Bank of Russia continues gold purchases
De-dollarisation is favourable for gold prices
Russia continues aggressive de-dollarisation: the share of US dollars in its national reserves fell more than twofold last year. Instead, the country's Central Bank is buying gold, followed by other central banks from all over the world. Global central bank gold demand will further support the gold market, believe industry analysts.
The Russian Central Bank continues its quest to diversify away from the US dollar, adding another million ounces to its gold holdings in February, reports Kitco News. Last week, the regulator updated its foreign reserve data showing that Russia's gold reserves rose by 31,1 tonnes to 2,149 tonnes last month. The country's sustainable demand for gold is part of the whole de-dollarisation story that continues to get stronger and stronger, considers Ronald-Peter Stöferle, the fund manager at Incrementum AG.
Commodity analysts at Bank of America Merrill Lynch point out that Russia has been the most aggressive nation in diversifying its foreign reserves away from the US dollar. In 2018, the share of US dollars in the country's reserves fell from 46% to 22%. Russia has also been the biggest gold buyer for the last ten years, the analysts say.
''Central bank gold demand is clearly a trend that is gaining momentum,'' says Stöferle. The United States' debt burden is growing, so central banks worldwide are looking for alternative assets. The gold market's depth and liquidity make it the perfect asset for central banks, the expert believes. Last year, central banks around the world collectively bought 651,5 tonnes of gold, which has been the largest amount since 1971. Russia is expected to remain the dominant player in the gold market.
In January, global gold reserves rose by 35 tonnes, with sizable increases from nine central banks, according to the World Gold Council (WGC). This is the largest January increase in gold reserves in the WSG's records, which illustrates the recent strength in gold accumulation.

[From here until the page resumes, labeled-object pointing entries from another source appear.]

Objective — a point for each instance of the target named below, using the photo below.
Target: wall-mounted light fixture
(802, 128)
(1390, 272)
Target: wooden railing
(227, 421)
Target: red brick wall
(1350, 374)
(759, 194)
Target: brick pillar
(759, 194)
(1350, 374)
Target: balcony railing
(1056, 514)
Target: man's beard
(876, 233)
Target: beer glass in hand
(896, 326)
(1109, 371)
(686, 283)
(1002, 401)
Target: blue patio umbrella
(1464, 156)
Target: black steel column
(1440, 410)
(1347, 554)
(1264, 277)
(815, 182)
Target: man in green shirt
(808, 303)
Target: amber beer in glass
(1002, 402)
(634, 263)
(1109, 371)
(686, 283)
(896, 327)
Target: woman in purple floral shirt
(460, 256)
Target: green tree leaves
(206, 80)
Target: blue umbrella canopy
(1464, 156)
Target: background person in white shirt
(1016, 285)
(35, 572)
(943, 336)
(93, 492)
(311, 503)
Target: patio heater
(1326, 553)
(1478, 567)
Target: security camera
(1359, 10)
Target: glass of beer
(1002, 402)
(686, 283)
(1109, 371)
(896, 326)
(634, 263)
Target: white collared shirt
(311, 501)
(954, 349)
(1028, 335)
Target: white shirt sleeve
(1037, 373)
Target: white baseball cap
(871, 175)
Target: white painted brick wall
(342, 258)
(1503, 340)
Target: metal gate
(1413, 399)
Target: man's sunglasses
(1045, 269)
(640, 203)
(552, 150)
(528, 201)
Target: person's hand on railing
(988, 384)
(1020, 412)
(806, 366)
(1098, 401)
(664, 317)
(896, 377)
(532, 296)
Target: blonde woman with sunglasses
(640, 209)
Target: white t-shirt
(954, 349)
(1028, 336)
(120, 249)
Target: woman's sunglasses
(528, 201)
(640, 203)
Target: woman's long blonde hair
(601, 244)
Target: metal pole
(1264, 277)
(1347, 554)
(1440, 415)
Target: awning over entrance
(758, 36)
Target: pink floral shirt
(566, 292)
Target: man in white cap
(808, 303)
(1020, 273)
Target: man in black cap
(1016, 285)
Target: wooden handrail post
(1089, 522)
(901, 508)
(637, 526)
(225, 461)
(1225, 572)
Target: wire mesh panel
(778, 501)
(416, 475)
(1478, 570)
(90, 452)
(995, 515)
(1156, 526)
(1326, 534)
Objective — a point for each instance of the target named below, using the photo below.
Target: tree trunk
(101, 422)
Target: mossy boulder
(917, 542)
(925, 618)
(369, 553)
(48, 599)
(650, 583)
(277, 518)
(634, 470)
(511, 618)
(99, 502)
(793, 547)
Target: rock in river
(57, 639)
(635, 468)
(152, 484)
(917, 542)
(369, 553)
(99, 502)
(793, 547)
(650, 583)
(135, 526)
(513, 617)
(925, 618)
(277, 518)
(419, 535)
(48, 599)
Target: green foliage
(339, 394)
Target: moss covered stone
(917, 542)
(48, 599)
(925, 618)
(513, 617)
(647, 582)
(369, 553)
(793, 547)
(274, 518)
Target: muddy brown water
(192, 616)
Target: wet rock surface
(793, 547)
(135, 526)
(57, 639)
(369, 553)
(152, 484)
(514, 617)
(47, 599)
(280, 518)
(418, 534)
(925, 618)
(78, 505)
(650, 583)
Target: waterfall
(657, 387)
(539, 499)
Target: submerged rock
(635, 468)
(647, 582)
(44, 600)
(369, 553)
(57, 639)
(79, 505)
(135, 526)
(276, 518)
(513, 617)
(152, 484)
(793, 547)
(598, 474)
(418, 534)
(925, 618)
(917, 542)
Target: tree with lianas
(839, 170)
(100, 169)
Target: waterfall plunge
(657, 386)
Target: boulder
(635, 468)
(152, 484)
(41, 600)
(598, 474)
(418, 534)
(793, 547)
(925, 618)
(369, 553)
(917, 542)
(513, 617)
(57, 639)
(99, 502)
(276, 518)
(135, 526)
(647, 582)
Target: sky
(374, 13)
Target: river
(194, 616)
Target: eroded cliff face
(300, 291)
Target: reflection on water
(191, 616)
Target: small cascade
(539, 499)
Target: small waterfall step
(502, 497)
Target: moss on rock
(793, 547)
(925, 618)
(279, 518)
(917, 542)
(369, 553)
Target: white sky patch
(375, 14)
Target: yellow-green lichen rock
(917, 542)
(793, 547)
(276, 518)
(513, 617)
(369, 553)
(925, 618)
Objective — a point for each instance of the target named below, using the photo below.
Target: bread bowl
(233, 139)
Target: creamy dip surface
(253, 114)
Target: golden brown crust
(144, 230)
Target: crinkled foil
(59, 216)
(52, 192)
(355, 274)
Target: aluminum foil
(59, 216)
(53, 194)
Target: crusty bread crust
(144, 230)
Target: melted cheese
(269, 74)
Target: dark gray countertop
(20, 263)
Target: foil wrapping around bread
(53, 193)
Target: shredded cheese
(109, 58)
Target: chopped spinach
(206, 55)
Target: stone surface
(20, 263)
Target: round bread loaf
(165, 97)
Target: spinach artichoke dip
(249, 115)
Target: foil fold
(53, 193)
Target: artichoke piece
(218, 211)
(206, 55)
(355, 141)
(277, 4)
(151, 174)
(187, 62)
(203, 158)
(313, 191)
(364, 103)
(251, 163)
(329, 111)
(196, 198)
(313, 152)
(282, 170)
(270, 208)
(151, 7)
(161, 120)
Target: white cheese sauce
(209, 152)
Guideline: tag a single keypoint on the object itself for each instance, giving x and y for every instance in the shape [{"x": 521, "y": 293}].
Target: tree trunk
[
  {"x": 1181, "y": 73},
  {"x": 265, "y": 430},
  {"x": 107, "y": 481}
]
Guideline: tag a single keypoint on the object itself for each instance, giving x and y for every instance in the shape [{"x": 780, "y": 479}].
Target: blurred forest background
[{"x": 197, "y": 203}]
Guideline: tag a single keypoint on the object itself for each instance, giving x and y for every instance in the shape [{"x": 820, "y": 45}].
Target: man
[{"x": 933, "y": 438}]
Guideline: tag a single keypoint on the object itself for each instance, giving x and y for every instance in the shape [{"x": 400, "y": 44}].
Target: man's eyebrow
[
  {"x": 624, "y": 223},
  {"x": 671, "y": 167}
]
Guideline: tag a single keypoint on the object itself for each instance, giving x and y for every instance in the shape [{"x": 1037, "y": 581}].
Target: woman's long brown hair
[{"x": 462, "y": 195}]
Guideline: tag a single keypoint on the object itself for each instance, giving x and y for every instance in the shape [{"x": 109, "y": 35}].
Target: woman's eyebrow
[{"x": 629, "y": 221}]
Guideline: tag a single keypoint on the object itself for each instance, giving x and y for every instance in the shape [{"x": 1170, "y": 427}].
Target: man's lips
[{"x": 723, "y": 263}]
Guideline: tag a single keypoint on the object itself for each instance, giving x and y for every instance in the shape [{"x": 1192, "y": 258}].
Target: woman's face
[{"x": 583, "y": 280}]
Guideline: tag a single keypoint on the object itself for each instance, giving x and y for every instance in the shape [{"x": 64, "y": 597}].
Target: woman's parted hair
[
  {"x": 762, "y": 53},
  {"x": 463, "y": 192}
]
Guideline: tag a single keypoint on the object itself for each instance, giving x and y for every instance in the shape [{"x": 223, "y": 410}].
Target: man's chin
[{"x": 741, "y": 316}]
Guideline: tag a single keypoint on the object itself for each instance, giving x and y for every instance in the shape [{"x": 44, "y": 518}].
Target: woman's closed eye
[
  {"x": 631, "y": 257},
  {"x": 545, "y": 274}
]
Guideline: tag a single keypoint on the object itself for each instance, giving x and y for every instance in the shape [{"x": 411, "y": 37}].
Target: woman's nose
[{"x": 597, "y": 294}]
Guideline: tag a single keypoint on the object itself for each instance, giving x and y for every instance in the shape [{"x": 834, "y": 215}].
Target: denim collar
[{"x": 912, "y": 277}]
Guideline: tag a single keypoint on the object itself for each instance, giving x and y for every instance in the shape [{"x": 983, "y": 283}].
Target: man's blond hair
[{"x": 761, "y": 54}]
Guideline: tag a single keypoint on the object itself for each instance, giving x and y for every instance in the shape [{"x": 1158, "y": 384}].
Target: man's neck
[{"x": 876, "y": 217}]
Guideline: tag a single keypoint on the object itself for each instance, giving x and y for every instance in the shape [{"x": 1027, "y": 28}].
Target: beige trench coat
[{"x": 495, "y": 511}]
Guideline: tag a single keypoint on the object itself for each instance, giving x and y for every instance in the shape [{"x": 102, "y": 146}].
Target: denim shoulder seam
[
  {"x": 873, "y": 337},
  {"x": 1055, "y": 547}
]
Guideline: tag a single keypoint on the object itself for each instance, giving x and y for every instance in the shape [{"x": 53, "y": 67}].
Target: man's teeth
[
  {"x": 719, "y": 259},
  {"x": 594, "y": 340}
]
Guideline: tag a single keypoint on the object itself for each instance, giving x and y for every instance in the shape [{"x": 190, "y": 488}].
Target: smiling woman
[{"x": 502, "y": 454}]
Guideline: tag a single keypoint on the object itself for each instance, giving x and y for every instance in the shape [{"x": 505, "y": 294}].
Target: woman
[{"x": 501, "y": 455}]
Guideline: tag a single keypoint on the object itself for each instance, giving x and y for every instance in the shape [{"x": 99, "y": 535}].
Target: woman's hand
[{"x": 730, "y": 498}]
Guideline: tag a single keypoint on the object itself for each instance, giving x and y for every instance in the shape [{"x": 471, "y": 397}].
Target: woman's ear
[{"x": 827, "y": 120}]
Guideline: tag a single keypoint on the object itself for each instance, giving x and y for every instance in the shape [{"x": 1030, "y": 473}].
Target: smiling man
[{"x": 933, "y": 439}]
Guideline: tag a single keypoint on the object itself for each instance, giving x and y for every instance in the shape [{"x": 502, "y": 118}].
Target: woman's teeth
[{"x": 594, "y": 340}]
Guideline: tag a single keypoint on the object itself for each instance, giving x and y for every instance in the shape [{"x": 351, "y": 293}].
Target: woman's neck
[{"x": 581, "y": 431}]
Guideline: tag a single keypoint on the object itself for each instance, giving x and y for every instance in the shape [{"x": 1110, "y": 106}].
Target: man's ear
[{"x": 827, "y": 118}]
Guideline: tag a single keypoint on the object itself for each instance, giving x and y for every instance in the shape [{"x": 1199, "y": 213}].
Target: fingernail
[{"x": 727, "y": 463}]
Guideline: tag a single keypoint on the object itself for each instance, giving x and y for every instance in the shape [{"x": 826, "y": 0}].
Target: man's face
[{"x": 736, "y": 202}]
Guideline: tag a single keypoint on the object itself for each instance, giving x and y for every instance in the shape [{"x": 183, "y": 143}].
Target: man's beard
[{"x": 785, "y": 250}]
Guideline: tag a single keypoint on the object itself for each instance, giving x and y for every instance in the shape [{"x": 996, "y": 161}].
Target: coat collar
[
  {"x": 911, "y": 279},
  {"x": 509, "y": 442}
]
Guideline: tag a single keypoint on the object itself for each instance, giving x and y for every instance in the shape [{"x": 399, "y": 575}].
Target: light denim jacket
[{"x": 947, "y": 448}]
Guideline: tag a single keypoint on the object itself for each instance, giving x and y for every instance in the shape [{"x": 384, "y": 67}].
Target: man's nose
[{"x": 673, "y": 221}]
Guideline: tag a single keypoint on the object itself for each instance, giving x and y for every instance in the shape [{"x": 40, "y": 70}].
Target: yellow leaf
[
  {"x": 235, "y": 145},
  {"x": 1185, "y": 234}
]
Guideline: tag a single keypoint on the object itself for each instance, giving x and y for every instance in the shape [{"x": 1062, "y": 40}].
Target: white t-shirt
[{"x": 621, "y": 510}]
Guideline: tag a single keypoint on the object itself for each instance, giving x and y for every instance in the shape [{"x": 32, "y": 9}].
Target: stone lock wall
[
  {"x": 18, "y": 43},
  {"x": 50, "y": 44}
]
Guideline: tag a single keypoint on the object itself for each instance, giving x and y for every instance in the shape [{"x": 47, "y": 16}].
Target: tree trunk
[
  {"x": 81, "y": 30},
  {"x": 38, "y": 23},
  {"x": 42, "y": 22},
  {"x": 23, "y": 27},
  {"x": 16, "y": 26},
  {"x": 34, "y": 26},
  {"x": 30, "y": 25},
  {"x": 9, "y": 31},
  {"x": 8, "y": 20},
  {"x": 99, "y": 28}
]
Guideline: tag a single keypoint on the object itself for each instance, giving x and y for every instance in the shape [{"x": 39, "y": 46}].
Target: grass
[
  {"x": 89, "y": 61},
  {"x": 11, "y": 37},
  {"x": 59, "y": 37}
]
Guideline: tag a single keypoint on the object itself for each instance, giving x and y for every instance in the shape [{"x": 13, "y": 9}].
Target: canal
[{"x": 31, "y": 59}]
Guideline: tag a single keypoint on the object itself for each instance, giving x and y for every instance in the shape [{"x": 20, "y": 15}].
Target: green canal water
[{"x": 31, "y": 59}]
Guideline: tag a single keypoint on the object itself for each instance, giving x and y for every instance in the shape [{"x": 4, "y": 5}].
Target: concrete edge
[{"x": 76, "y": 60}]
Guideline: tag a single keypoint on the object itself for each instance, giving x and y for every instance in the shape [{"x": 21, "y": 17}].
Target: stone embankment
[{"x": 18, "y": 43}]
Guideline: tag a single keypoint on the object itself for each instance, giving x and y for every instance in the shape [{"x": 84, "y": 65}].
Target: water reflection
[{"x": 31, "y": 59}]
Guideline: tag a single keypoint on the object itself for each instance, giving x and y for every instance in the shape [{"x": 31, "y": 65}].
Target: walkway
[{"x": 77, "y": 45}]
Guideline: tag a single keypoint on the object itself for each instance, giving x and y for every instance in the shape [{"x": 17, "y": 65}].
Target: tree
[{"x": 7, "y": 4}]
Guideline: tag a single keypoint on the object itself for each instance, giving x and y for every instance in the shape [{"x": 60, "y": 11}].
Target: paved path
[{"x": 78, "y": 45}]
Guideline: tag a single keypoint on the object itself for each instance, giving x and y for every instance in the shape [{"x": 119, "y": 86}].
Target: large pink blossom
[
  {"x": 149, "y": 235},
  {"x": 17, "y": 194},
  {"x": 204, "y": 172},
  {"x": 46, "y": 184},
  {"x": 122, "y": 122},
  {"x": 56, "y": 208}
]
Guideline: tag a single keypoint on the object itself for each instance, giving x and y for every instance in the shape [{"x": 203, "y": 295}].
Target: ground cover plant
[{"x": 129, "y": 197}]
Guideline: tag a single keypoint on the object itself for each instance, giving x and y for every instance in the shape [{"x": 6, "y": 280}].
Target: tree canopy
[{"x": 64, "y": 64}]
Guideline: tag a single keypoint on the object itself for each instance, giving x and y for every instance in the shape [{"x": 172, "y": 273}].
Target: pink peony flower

Official gold demand will have a considerable impact on the sector providing a solid floor for gold prices, state analysts of TD Securities financial services company. They expect gold prices to rise to $1,400 an ounce by the end of the year. ''Investors are being led by central banks,'' says head of the company's Commodity Strategy Bark Melek. Given that gold currently makes up roughly 10% of total global reserves, there is lots of room to grow in order to reach levels prior to the big central bank sales, reads the company's January report.